Legal challenges arise as the AI ​​industry faces increasing scrutiny. The U.S. Federal Trade Commission also released a new blog post late last week suggesting that generative AI raises “competitive concerns” related to data, people, computing resources and other areas. The European Union is pushing forward with a proposal to regulate AI with an ‘AI law’, with executives from more than 150 companies writing an open letter to the European Commission saying the regulation is ineffective and could stifle competition. I am warning you. U.S. lawmakers are also exploring the possibility of regulation.

Despite the uncertain and evolving legal and regulatory landscape, more marketers see AI as more than just a new trend, with the potential to have a major impact on many areas of business. No regards, moving forward. But that doesn’t mean that many haven’t yet suggested experimenting with attention to companies.
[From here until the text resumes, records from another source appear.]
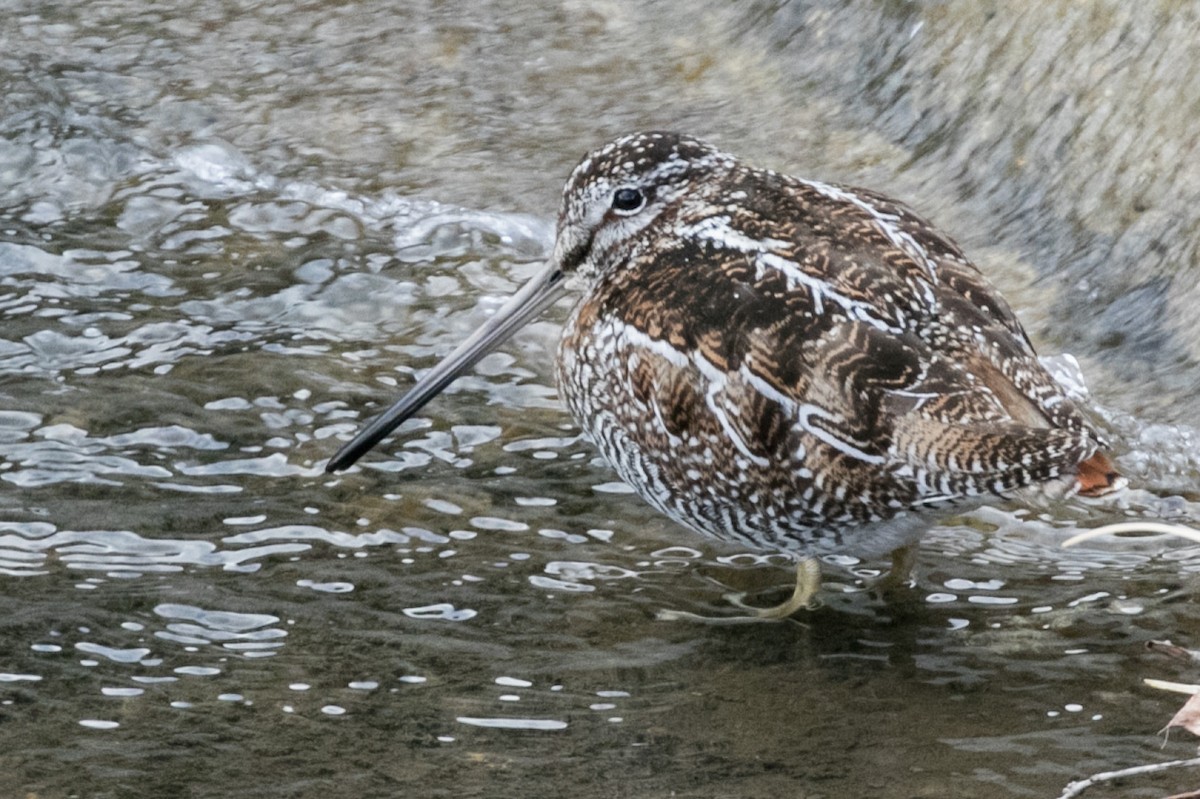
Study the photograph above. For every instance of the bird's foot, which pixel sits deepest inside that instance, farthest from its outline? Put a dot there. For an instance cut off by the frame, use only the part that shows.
(808, 583)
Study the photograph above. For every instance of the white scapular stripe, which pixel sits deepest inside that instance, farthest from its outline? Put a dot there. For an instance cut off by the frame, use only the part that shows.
(887, 223)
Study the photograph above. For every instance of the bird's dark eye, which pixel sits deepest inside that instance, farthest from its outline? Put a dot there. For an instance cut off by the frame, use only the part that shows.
(628, 199)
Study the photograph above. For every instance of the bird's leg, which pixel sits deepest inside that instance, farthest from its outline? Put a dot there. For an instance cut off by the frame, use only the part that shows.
(808, 583)
(904, 559)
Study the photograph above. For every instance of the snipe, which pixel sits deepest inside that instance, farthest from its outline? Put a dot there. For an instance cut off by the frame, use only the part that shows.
(780, 362)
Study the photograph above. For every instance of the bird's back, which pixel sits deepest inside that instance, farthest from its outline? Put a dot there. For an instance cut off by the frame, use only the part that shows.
(774, 360)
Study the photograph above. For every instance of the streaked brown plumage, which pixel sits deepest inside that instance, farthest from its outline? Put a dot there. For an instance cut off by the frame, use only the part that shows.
(781, 362)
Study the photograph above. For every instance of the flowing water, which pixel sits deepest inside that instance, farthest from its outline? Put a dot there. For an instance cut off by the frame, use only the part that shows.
(229, 232)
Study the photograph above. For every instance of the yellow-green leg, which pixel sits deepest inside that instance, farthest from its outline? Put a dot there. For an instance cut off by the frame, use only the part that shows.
(904, 559)
(808, 583)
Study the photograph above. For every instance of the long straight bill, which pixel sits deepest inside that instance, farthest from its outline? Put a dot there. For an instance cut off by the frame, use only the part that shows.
(534, 296)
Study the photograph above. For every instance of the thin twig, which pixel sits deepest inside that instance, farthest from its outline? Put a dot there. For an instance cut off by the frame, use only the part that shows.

Greg Swan, head of creative and strategy at Minneapolis-based agency Social Rights, said he counsels teams wanting to test generative AI tools against copying and pasting generative content directly into marketing materials. Told.

“I tend to think of AI and the industry as a whole like precocious teenagers who think they need everything and they need traffic rules, but they still need adult supervision,” Swann said. “It is incredibly difficult to know the line between inspiration and plagiarism. problem is the same.”

Instead of scraping data without permission, some AI startups take a different approach to the process. For example, Israel-based Bria only trains its visual AI tools with content that it has already licensed for use. It’s expensive but low risk, and the company hopes the process will be profitable. (Bria’s partners also include Getty Images, which earlier this year sued Stability AI for allegedly stealing 12 million images and using them without permission to train his generator of open source AI art.) I did.)

“The market will react faster than the legal system,” said Bered Horesh, head of strategic AI partnerships at Bria. “And if they respond, AI companies will be forced to act more responsibly … It is well known that models are no longer moats. Data is moats.”